Think Global’s Head of Programmes Monika Kruesmann picks up on complexities behind the decision of three young women to leave Bradford for Syria; and considers the role of critical thinking in understanding both the ‘push’ and ‘pull’ factors.

There was an interesting article in The Independent recently that raises some pretty tough questions about why a small group of Muslim women, together with their children, recently left their homes in Bradford to travel to war-torn Syria, apparently to live under the aegis of the group calling itself Islamic State.

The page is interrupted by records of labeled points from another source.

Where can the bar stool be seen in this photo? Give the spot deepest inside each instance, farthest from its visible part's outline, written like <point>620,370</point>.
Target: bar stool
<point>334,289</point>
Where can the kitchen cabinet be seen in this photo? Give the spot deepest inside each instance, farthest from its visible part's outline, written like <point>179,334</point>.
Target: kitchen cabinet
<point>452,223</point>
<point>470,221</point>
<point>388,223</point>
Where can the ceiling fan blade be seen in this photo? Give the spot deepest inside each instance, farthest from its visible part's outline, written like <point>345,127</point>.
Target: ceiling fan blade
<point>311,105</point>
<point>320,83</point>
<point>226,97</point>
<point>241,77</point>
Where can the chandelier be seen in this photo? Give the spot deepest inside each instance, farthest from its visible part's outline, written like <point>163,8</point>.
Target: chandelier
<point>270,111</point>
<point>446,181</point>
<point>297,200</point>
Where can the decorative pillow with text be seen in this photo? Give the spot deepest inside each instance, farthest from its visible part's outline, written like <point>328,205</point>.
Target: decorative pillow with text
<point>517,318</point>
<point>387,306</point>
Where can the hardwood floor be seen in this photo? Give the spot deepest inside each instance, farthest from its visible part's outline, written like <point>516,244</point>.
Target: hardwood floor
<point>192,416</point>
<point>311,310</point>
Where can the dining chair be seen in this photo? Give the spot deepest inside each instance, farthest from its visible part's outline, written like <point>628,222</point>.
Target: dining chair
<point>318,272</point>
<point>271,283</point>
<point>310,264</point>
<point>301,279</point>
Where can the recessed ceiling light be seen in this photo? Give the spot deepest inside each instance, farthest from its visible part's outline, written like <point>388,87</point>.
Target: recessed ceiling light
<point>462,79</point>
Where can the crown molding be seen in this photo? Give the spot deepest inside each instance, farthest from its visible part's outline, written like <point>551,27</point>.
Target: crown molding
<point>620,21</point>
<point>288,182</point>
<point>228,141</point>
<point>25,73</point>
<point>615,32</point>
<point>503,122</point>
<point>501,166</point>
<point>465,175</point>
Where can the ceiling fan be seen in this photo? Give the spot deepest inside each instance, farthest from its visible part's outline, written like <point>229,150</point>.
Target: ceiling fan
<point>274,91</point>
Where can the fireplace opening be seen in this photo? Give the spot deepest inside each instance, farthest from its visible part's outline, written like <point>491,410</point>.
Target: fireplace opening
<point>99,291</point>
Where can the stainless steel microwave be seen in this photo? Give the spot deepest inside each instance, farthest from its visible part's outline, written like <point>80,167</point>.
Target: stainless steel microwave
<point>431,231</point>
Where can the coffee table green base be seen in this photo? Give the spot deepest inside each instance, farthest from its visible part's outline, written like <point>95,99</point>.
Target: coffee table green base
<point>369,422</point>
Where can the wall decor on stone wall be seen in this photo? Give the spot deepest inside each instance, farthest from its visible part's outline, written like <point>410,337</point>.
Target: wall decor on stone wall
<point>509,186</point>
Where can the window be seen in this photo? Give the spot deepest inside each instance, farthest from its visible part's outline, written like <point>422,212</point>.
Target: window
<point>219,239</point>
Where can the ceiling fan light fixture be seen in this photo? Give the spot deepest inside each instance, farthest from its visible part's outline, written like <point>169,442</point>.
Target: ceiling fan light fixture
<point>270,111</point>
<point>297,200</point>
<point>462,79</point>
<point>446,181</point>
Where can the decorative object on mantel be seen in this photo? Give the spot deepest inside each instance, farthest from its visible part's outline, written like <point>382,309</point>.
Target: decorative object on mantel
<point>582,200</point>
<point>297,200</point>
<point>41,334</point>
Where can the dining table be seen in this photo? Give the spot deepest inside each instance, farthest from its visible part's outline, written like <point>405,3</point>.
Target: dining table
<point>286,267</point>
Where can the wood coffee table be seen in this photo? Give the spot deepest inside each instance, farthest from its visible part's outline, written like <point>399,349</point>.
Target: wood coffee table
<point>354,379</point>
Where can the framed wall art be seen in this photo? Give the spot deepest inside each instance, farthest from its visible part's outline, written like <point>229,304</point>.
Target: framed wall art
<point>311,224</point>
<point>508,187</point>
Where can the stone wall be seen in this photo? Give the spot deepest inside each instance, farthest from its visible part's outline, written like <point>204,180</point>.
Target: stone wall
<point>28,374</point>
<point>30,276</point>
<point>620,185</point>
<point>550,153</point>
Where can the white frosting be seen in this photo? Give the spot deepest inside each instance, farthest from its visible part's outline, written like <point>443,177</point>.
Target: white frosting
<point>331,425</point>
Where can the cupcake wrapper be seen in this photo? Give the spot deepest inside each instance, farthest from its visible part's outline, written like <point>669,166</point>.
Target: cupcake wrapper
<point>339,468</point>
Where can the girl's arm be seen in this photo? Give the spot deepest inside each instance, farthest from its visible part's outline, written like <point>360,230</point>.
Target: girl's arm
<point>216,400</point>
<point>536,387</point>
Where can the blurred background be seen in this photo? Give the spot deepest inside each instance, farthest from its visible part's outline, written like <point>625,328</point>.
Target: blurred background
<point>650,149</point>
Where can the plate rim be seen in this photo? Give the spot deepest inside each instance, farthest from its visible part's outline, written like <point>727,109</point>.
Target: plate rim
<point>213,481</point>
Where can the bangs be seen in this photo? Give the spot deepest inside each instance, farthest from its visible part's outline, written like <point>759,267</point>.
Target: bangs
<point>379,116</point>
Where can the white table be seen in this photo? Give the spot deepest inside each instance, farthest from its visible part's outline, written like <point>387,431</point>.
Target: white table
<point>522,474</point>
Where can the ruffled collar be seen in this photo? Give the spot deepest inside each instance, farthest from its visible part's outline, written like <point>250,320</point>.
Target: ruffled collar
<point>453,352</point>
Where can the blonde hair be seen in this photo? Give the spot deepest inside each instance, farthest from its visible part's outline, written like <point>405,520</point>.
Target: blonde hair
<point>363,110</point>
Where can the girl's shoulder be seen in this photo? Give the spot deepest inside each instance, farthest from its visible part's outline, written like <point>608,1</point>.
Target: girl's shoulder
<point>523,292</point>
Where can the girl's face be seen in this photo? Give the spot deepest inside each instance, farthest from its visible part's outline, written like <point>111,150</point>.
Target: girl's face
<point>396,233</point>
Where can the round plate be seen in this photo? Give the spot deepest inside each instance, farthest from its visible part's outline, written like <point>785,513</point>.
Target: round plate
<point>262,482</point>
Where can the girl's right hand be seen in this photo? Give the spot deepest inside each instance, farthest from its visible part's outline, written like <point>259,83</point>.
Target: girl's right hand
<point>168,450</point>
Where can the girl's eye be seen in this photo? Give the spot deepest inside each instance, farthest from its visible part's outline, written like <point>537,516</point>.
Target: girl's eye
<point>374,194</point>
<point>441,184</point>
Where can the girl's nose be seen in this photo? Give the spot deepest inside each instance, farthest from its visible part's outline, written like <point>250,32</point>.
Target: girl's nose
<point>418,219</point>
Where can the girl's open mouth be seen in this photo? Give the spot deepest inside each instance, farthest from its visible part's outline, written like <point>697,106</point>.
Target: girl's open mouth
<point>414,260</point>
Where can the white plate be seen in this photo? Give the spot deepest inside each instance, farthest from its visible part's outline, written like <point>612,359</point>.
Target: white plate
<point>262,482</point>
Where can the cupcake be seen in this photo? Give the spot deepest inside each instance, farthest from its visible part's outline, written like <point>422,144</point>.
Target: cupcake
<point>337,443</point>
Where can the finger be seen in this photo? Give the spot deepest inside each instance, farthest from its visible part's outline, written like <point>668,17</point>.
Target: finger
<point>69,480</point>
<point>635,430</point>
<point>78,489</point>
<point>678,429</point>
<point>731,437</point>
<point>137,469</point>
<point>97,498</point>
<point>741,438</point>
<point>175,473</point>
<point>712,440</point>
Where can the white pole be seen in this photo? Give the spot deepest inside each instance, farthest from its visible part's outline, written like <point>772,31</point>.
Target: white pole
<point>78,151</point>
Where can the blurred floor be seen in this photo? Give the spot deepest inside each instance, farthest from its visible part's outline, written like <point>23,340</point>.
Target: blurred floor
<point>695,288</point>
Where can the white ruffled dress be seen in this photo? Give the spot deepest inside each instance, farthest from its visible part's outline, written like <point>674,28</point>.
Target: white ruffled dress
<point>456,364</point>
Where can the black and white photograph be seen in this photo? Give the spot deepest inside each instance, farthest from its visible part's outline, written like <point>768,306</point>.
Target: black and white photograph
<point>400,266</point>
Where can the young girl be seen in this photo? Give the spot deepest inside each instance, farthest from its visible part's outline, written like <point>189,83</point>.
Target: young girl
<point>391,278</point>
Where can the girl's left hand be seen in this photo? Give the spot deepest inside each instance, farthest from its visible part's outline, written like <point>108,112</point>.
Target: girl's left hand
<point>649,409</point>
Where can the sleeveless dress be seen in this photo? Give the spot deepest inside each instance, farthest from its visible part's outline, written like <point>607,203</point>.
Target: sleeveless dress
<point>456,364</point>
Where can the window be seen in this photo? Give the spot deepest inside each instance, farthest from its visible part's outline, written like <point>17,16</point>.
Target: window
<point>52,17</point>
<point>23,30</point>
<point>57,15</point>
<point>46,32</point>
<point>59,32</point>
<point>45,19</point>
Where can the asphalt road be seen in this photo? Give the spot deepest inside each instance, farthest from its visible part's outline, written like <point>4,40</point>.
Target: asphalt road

One paragraph in particular caught my eye. Naz Shah, the family’s local Bradford West MP, was quoted as pointing out the need to think carefully about why this has happened; including considering the role that British attitudes, circumstances and contexts may have played. “I think we need to take a really good look at things in terms of what’s a draw to Isis… What’s the pull factor from that side and the push factor from our side?”

This really struck me as important. So much of the current debate and discussion about terrorism, cultural difference and migration is prejudiced and polarised – the fault and blame too often lie squarely in one camp or the other; and quite often it seems to be in the “non-British” camp (whatever that might mean from day to day)… It’s refreshing to hear someone in a public position being astute and courageous enough to suggest a more sophisticated interpretation.

Even more to the point, Ms Shah then went on to ask “What are we doing in terms of community development and what are we doing in terms of engaging with children and promoting critical thinking skills?”

Quite so. At Think Global we might describe our entire mission as being about engaging with children and promoting critical thinking skills – and it’s encouraging to see this reflected in Ms Shah’s comments too. We do need to connect with young people about these complex issues; not only because young people might be more vulnerable to exploitation and manipulation, but also because it’s young people themselves who can have the answers and solutions to problems. By giving them frameworks and tools to think systematically and analytically about complicated realities and experiences, we are giving them positive power.

I hope that many people will pay attention to Ms Shah’s comments; and be encouraged to think critically themselves.